CREATE TABLE [dbo].[StockItemsCache](
[Id] [nvarchar](449) NOT NULL,
[Value] [varbinary](max) NOT NULL,
[ExpiresAtTime] [datetimeoffset](7) NOT NULL,
[SlidingExpirationInSeconds] [bigint] NULL,
[AbsoluteExpiration] [datetimeoffset](7) NULL,
PRIMARY KEY CLUSTERED
(
[Id] ASC
)WITH (PAD_INDEX = OFF, STATISTICS_NORECOMPUTE = OFF, IGNORE_DUP_KEY = OFF, ALLOW_ROW_LOCKS = ON, ALLOW_PAGE_LOCKS = ON, OPTIMIZE_FOR_SEQUENTIAL_KEY = OFF) ON [PRIMARY]
) ON [PRIMARY] TEXTIMAGE_ON [PRIMARY]
GO
The table used to store the data wasn’t very complex and I could view the data associated with a cache key in SQL Server Mangement studio.
One of the applications I work on uses a complex SQL Server Stored procedure to load reference data (updated daily) and being able to purge the cache at the end of this process like this might be useful. For a geographically distributed application putting the Azure SQL instance “closer” to the application’s users might be worth considering.

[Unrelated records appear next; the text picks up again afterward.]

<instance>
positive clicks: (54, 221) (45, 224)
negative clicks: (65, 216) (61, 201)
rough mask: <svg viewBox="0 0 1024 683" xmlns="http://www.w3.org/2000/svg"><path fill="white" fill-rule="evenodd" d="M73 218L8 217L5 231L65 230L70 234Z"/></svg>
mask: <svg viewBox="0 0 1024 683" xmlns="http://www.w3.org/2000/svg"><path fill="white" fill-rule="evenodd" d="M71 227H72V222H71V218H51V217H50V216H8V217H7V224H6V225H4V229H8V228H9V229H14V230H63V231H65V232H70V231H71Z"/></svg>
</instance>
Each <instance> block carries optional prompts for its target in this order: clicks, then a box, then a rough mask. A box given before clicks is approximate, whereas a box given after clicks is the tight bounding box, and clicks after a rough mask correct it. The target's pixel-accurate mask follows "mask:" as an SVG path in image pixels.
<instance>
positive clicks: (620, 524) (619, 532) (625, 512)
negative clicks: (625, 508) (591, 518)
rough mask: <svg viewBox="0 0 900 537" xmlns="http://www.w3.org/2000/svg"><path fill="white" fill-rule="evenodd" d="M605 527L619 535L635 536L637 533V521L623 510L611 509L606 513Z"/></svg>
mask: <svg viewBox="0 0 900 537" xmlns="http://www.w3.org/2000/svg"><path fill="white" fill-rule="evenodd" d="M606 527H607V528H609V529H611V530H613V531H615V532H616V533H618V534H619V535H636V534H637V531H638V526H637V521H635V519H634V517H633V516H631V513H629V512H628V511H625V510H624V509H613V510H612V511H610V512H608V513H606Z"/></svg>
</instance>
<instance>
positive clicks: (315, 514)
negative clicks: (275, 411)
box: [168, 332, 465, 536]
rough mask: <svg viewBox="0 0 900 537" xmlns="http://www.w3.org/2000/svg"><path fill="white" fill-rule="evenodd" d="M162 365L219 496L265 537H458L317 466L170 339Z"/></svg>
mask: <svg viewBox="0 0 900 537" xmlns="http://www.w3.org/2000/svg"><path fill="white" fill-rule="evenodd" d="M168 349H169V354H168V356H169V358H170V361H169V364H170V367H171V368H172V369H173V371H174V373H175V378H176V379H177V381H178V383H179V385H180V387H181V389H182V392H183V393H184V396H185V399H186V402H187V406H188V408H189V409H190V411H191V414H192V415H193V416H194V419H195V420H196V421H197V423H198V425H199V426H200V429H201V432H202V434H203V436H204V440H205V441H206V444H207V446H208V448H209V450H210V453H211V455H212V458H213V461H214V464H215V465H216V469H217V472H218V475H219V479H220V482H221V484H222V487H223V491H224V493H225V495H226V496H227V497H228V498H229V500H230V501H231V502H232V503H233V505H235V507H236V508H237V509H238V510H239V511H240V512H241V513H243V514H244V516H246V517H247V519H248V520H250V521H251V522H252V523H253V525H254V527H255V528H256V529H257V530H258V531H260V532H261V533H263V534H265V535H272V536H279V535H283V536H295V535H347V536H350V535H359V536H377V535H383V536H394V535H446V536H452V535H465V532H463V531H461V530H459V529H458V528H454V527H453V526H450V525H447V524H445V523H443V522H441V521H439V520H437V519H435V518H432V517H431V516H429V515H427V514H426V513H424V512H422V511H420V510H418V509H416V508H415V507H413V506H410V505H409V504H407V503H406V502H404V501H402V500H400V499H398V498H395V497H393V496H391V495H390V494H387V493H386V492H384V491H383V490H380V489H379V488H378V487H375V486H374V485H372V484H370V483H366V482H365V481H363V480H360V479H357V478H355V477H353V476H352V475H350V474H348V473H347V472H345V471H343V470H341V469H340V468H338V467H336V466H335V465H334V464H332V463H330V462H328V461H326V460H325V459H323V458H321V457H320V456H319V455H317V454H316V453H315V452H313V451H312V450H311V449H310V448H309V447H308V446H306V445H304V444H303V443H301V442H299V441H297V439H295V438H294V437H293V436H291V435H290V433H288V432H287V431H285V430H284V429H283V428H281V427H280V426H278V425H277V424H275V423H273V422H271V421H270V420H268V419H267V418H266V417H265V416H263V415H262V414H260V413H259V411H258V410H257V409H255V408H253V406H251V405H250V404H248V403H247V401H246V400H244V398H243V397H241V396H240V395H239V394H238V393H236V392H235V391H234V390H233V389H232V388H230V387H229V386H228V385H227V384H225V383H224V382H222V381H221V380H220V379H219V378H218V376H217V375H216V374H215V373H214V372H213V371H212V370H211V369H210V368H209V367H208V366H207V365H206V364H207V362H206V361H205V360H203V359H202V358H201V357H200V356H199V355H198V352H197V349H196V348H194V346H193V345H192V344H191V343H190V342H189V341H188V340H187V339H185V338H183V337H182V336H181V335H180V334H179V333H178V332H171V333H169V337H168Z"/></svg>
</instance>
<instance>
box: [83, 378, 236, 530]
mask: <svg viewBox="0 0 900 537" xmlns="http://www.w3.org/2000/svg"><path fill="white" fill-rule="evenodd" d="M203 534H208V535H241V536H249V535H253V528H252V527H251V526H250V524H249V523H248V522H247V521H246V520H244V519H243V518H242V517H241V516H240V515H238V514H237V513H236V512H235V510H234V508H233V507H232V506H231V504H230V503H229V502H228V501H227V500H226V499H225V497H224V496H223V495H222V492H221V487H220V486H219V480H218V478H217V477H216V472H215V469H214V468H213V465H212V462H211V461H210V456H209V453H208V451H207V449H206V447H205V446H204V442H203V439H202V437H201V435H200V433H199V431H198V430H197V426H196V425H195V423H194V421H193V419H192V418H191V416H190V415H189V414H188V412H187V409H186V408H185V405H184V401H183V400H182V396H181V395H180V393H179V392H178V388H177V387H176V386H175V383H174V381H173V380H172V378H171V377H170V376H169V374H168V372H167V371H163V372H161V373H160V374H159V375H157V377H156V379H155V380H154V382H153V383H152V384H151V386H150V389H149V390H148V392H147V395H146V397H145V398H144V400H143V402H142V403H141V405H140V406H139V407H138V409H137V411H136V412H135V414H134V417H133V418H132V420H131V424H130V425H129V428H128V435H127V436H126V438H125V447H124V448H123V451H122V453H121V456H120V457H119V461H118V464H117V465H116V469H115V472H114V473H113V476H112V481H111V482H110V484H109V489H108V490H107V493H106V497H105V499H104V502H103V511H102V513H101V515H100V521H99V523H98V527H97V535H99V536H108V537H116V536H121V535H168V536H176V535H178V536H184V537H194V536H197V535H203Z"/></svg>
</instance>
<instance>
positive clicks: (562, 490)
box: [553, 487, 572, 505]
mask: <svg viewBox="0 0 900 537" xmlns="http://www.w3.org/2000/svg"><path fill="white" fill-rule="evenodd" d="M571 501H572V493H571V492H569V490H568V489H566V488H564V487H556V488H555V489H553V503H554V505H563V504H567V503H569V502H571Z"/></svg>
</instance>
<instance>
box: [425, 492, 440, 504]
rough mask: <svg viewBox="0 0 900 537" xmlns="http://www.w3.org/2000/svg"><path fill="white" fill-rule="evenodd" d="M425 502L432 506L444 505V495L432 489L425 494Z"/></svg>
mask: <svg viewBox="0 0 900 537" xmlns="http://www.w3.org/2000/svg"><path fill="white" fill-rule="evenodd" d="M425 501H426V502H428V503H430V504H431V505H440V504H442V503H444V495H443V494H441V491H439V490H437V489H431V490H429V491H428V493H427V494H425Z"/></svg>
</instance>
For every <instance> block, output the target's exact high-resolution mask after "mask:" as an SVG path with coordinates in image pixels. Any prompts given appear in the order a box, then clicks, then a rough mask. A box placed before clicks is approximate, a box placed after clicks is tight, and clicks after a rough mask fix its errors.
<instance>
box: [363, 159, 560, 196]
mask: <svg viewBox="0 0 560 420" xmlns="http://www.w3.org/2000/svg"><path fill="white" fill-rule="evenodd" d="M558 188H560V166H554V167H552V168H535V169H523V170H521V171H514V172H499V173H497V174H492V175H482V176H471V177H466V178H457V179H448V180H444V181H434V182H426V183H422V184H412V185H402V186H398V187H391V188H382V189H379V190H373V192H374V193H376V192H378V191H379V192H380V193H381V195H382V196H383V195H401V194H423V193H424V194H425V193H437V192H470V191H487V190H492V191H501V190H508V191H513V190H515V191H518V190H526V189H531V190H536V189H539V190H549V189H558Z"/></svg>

I trialed the Redis implementation with Memurai (on my development machine) and Azure Cache for Redis with multiple Azure AppService clients and there was a significant improvement in performance.
[HttpGet]
public async Task<ActionResult<IEnumerable<Model.StockItemListDtoV1>>> Get()
{
var utcNow = DateTime.UtcNow;
var cached = await distributedCache.GetAsync("StockItems");
if (cached != null)
{
#if SERIALISATION_JSON
return this.Ok(JsonSerializer.Deserialize<List<Model.StockItemListDtoV1>>(cached));
#endif
#if SERIALISATION_MESSAGE_PACK
return this.Ok(MessagePackSerializer.Deserialize<List<Model.StockItemListDtoV1>>(cached));
#endif
}
var stockItems = await dbConnection.QueryWithRetryAsync<Model.StockItemListDtoV1>(sql: sqlCommandText, commandType: CommandType.Text);
#if SERIALISATION_JSON
await distributedCache.SetAsync("StockItems", JsonSerializer.SerializeToUtf8Bytes(stockItems), new DistributedCacheEntryOptions()
#endif
#if SERIALISATION_MESSAGE_PACK
await distributedCache.SetAsync("StockItems", MessagePackSerializer.Serialize(stockItems), new DistributedCacheEntryOptions()
#endif
{
AbsoluteExpiration = new DateTime(utcNow.Year, utcNow.Month, DateTime.DaysInMonth(utcNow.Year, utcNow.Month), StockItemListAbsoluteExpiration.Hours, StockItemListAbsoluteExpiration.Minutes, StockItemListAbsoluteExpiration.Seconds)
});
return this.Ok(stockItems);
}
[HttpGet("NoLoad")]
public async Task<ActionResult<IEnumerable<Model.StockItemListDtoV1>>> GetNoLoad()
{
var cached = await distributedCache.GetAsync("StockItems");
if (cached == null)
{
return this.NoContent();
}
#if SERIALISATION_JSON
return this.Ok(JsonSerializer.Deserialize<List<Model.StockItemListDtoV1>>(cached));
#endif
#if SERIALISATION_MESSAGE_PACK
return this.Ok(MessagePackSerializer.Deserialize<List<Model.StockItemListDtoV1>>(cached));
#endif
}
In my test environment the JSON payload for a list of stock items was a bit “chunky” at 25K bytes, so I added compile time configurable support for the MessagePack library. This significantly reduced the size of the payload LZ4Block (5K bytes) and LZ4BlockArray (5K2 bytes) which should reduce network traffic.
Assuming the overheads of JSON vs. MessagePack serialisation are similar and the much smaller MessagePack library payload I would most probably use MessagePack and LZ4BlockArray (For improved compatibility with other implementations) compression.